Erstmalig sei ein Streikbeschluß mit derartiger Mehrheit gefaßt worden, betonten Sprecher der Lehrergewerkschaft OLME auf deren Demonstrationen am Montag. Entgegen den Verleumdungen in den griechischen Massenmedien ginge es den Lehrern weniger um den Protest gegen die geplante Erhöhung der von ihnen zu leistenden Wochenstunden, als vielmehr um die Rettung des öffentlichen Bildungswesens an sich. Insbesondere wehrten sie sich gegen die drastischen Mittelkürzungen, die Entlassung von mehr als 10000 saisonalen Lehrkräften, die Zusammenlegung von Schulen und die Anhebung der Schülerzahlen pro Klasse.
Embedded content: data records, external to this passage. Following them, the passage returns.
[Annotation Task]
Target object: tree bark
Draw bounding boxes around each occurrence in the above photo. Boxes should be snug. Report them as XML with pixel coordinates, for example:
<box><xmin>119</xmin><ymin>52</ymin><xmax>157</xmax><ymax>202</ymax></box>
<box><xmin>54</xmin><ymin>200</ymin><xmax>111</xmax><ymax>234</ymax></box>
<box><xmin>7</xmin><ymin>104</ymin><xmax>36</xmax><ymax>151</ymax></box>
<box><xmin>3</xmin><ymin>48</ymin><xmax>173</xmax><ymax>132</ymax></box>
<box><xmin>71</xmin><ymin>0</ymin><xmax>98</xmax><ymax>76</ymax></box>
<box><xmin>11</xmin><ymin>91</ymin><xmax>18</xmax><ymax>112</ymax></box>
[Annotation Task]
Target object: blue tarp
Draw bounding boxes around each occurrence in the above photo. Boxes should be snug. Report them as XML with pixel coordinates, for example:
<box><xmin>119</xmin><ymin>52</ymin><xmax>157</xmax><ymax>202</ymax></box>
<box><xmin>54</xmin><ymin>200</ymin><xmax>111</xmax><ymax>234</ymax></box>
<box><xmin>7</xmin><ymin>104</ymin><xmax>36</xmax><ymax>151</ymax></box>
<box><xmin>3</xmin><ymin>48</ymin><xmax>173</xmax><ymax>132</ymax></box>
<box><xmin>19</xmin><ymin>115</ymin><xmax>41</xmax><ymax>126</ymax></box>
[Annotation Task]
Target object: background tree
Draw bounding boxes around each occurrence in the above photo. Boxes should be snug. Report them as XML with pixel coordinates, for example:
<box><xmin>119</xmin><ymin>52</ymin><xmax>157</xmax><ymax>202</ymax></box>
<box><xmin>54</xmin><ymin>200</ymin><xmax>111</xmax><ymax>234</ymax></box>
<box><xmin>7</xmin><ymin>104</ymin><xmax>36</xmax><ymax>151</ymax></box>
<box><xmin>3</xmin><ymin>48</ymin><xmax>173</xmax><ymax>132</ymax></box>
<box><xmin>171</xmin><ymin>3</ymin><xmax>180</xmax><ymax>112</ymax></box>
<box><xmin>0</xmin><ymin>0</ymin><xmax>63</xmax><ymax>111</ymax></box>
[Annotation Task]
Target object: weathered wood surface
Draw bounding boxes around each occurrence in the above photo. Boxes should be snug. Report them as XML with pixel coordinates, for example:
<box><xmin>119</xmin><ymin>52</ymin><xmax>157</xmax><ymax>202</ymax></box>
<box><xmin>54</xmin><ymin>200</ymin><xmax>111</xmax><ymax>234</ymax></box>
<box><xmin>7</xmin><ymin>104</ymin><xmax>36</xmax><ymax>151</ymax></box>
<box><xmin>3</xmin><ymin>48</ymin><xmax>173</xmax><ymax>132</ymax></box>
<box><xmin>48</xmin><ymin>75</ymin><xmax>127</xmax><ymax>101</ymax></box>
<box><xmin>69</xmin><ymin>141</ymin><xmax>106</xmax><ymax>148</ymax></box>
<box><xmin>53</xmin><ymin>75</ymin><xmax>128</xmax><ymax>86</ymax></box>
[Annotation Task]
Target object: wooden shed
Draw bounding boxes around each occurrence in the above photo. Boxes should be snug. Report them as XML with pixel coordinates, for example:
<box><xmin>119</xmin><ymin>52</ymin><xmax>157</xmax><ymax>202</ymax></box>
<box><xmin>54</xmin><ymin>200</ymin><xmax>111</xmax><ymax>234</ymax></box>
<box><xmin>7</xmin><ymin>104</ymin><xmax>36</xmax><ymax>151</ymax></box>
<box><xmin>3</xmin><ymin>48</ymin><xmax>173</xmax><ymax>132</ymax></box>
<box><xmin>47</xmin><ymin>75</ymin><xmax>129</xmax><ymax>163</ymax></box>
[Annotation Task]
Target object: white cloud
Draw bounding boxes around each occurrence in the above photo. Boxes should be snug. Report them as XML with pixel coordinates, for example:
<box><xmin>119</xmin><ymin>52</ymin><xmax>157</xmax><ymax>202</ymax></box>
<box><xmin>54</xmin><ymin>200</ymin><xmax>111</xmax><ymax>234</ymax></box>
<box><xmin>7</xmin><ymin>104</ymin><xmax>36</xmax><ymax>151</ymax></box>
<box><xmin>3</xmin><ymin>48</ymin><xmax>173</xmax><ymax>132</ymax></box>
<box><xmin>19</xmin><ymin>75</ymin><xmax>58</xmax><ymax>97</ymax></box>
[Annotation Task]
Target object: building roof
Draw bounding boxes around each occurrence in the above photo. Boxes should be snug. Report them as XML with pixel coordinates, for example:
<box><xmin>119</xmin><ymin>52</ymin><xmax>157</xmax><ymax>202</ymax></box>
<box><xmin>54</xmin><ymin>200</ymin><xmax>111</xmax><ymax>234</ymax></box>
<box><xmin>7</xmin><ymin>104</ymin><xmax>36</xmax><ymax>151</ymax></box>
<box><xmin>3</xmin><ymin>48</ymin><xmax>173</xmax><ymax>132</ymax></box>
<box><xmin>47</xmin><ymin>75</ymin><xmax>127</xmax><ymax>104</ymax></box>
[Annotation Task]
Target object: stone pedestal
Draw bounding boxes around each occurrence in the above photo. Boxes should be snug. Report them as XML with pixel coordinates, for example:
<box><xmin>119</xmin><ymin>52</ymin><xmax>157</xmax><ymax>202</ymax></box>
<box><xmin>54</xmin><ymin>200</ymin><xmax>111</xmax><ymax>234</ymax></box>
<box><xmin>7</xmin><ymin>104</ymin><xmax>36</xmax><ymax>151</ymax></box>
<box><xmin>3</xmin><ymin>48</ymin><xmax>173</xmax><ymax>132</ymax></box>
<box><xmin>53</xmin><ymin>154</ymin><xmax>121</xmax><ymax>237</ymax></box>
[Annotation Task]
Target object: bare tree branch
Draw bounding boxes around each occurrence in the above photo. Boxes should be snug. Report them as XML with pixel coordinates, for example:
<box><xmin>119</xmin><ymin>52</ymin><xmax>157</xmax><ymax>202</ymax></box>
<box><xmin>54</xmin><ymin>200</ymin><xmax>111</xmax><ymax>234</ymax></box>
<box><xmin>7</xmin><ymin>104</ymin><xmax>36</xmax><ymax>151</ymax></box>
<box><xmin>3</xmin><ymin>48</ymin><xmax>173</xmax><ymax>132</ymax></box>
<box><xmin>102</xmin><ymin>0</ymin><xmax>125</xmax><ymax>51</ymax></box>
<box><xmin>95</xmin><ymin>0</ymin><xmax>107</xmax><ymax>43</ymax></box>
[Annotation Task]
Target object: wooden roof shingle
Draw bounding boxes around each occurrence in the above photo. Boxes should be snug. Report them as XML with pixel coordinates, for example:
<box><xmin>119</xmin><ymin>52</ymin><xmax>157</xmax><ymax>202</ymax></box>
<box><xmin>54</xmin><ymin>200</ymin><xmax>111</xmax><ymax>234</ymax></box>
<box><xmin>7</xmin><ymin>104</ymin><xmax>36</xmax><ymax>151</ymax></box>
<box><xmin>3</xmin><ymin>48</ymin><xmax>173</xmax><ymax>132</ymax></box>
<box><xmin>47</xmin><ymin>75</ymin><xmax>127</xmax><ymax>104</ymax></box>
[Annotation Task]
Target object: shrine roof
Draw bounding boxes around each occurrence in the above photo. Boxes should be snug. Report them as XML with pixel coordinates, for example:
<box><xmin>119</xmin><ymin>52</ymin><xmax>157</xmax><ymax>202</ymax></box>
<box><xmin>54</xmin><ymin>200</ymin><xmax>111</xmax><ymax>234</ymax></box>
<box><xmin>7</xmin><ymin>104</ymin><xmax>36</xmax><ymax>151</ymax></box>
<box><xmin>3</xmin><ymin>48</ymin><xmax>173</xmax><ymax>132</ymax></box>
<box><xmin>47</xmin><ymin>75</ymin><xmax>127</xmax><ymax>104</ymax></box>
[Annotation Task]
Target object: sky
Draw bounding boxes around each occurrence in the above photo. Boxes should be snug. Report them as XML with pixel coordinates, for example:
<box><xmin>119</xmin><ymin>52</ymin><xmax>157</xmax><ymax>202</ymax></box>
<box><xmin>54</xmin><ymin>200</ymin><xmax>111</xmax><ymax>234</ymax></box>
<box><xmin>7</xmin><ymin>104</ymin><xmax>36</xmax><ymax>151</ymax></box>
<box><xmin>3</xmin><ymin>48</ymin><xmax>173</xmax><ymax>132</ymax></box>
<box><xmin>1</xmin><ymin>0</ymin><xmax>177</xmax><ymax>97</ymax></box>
Für den Streik hatten im Vorstand der OLME die Gewerkschaftsfraktionen der größten Oppositionspartei im Parlament, SYRIZA, aber auch die den Regierungsparteien Nea Dimokratia und PASOK nahestehenden DAKE und PASKE gestimmt. Die der Kommunistischen Partei Griechenlands, KKE, zugehörige Gewerkschaftsfraktion im Bildungswesen der PAME hatte dagegen einen 24stündigen Streik am gestrigen Dienstag vorgeschlagen. Man sei nicht grundsätzlich gegen einen Streik in der Prüfungsperiode gab der PAME-Vertreter im OLME-Vorstand, Ilias Patridis, gegenüber der Presse an. Ein solcher müsse allerdings besser vorbereitet werden.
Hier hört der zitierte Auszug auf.